BRENDA (8/1): The female version of Erik, who you wouldn’t have even known existed up until she so dominated the holding-your-breath challenge in this week’s episode that Eddie had to swim over to either tell her she won or pronounce her dead. I didn’t see Brenda on Survivor: Nicaragua, and I don’t believe she’s had one on-air confessional this season, so it’s fairly impossible to guess how far she might make it. She’s doing a great job floating around thus far, though, and is a serious threat to win another endurance challenge. UPDATE: Brenda did have to speak prior to going on the show a second time.
MALCOLM (15/1): One of the best survivors to ever play the game, Malcolm is also participating in his second straight season after finishing fourth on Survivor: Philippines. He managed to escape a nearly impossible situation in that season, making it as far as he did after his original tribe had the game’s first four people voted out, and he has his work cut out for him here. Malcolm has tried to make bold moves the past two weeks only to see two perceived allies get the axe, and now he’s left with the Brothers Douchebag and little else on his side. What he does have going for him is a HII that no one knows about and the ability to go on a run in challenges – he won two late last season when he likely otherwise would have gone home, and almost certainly would have won had he not slipped in the final challenge.

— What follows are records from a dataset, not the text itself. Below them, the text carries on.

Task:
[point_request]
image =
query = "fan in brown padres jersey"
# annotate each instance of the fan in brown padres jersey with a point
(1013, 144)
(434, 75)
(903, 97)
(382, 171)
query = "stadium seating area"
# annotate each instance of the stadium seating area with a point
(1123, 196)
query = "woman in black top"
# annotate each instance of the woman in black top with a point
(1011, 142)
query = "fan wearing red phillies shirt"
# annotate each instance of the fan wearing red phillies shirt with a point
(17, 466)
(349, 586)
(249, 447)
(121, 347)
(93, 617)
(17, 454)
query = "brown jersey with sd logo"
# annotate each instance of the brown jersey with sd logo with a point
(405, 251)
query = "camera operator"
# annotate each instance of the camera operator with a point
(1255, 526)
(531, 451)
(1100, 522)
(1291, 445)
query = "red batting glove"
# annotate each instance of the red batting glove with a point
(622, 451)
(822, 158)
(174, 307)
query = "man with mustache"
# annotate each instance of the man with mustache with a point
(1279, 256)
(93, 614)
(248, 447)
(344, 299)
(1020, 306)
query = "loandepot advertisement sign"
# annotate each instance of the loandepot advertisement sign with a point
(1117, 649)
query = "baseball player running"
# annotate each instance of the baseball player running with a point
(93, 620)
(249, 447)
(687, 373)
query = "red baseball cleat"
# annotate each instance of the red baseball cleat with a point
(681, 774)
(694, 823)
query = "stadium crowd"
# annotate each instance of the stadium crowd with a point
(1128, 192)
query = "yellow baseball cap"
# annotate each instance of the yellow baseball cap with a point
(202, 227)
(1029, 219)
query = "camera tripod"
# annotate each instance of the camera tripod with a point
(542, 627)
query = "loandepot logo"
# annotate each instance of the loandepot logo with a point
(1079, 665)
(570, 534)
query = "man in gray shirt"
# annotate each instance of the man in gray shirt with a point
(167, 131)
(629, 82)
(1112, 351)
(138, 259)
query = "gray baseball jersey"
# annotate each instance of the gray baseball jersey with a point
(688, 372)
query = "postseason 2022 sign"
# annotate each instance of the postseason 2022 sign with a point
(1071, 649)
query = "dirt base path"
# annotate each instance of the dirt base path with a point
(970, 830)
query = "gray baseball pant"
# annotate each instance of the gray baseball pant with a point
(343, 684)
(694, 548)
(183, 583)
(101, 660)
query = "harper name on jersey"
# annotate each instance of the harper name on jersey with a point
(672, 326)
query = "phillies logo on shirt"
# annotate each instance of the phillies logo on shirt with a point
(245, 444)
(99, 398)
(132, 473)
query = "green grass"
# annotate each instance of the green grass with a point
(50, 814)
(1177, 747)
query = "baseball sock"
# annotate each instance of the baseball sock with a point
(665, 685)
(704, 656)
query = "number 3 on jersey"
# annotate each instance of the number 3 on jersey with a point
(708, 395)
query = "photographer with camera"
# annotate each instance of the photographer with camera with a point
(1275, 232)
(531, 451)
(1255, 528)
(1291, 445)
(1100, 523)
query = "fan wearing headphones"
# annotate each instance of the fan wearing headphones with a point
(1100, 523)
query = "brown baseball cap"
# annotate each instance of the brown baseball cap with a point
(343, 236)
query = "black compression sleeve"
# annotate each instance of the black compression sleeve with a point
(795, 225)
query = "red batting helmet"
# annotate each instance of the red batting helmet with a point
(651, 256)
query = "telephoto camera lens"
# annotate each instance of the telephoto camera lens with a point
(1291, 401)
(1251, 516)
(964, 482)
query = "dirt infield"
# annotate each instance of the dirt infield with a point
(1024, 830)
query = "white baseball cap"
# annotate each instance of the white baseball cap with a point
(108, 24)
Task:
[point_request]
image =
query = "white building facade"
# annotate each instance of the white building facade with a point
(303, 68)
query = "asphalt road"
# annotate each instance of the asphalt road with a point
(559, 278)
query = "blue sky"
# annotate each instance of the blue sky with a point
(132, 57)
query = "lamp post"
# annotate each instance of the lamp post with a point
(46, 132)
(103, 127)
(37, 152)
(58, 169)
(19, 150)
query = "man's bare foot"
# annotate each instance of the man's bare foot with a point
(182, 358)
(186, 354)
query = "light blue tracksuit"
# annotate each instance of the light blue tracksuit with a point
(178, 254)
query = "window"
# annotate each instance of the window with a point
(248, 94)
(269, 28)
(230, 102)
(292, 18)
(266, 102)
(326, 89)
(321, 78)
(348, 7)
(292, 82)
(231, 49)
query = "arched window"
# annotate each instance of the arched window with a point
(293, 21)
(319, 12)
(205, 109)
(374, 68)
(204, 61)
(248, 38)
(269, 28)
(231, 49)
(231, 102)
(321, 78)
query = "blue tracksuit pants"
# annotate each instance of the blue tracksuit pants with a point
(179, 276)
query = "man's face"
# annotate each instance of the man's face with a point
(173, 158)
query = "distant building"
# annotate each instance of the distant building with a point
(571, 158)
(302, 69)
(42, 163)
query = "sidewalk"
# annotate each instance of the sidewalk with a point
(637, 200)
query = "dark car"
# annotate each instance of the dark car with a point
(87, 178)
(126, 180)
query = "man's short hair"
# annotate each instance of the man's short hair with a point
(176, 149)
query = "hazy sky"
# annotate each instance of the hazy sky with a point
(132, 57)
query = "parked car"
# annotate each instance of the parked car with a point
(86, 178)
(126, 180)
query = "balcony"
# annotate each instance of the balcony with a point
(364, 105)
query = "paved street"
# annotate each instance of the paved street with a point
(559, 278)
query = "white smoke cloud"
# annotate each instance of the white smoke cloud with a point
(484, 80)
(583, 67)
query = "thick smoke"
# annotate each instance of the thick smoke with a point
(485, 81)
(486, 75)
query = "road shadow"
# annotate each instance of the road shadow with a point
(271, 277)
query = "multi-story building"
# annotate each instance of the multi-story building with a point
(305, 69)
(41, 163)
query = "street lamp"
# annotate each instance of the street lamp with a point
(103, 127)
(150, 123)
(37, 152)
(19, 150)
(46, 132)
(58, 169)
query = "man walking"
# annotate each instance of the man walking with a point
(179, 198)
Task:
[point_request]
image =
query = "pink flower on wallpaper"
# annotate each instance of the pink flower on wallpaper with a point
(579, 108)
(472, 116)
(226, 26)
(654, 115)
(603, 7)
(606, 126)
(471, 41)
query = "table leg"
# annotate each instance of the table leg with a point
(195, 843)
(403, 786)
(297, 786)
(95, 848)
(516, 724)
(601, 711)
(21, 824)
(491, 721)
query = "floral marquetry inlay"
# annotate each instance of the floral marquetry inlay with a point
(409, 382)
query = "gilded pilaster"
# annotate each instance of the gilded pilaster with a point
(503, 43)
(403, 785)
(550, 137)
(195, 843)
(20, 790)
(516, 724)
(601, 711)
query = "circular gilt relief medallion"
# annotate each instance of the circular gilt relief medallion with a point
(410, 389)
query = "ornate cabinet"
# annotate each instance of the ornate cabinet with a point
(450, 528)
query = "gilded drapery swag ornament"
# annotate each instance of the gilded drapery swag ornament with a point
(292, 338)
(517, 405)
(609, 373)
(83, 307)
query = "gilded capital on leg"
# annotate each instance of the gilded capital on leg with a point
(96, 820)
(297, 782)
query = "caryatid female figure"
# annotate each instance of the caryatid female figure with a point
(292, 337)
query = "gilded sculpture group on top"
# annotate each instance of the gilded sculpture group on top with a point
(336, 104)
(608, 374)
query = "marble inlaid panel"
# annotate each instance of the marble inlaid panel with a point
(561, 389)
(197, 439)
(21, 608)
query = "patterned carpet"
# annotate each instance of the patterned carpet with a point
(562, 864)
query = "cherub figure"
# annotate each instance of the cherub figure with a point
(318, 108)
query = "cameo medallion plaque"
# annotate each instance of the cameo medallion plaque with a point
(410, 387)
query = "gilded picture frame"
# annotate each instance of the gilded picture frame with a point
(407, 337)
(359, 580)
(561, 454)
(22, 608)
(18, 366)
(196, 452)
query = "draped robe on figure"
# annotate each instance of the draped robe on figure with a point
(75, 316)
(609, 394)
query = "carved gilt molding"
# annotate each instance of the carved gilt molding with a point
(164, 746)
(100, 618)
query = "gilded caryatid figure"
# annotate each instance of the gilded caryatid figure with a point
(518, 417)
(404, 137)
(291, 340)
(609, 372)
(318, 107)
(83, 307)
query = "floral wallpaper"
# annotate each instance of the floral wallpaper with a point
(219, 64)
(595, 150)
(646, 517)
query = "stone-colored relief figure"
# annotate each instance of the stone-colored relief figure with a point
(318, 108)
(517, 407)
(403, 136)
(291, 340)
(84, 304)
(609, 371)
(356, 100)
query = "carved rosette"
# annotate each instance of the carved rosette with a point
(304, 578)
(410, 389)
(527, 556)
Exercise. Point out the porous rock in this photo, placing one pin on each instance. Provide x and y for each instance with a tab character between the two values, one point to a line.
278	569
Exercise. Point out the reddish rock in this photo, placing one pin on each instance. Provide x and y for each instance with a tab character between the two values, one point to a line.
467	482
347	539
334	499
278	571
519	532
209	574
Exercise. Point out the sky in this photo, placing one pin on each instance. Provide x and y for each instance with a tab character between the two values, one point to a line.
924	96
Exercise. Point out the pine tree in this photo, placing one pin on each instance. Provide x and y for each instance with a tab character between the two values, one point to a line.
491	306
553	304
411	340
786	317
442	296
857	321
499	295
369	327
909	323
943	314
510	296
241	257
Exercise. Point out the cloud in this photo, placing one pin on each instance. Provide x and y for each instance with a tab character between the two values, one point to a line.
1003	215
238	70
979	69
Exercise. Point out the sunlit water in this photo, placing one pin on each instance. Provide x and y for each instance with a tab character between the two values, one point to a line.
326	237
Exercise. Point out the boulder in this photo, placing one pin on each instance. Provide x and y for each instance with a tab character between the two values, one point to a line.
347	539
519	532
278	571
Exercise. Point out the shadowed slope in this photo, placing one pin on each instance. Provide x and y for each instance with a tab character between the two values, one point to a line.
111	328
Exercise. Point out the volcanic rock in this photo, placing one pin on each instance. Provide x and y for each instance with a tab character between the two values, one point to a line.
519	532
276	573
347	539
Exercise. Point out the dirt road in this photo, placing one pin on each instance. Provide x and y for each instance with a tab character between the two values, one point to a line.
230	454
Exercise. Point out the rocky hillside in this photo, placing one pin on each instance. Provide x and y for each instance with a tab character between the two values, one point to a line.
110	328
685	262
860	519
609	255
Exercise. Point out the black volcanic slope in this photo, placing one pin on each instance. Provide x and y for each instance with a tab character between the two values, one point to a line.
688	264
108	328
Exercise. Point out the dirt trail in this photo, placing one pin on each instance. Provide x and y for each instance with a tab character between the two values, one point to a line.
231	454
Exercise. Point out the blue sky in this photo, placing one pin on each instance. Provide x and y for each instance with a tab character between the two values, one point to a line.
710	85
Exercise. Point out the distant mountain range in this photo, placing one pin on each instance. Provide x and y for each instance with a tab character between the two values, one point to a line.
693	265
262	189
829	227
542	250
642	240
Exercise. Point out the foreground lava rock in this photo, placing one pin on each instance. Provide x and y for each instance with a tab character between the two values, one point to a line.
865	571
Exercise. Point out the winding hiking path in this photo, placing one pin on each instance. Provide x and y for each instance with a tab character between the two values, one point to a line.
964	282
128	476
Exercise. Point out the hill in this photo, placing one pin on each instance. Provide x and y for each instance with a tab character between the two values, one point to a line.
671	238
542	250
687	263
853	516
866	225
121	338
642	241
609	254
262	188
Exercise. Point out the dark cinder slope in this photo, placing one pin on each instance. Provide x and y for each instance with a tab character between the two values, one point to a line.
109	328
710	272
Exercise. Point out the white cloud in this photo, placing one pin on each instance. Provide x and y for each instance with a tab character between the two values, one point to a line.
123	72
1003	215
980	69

EDDIE (3,000/1): The less intelligent half of the Caramoan bromance, Eddie really has an uphill climb. He’s trying to flirt his way into an alliance with Andrea, but even attempting to come off as the hot, vulnerable fireman didn’t seem to work. Andrea’s no dummy, and any sort of acceptance of Eddie’s advances from this point forward surely will only be a strategic move. Eddie may have wised up a bit since the beginning, when his sole purpose on the island seemed to be getting into Hope’s pants. He only had a week to make that happen, though, as the hottest person on the island (Eddie’s words) only made it to Day 7, tragically ending the shallowest romance in Survivor history.
REYNOLD (35/1): Reynold may not win $1 million playing Survivor, but he has a great future as a contestant on America’s Next Top Snake Oil Salesman. His future in this game, though, isn’t very promising. He could have at least made a deeper run had he not given up his HII to Malcolm in a tribal council panic last week, but now that’s out the window. I suspect he’ll try to pull Erik, Phillip and Cochran into some sort of all-male alliance in a final move of panic, but that’s bound to go over about as well as Corrine’s attempt at a power play two weeks ago. He is a threat to win challenges, but it’s going to take quite a run to get to the final three.
So who makes the final three at this point? I’ll go with Andrea, Erik and Phillip. At this point, though, the only people that would surprise me to see live on that Los Angeles soundstage are Eddie and Reynold.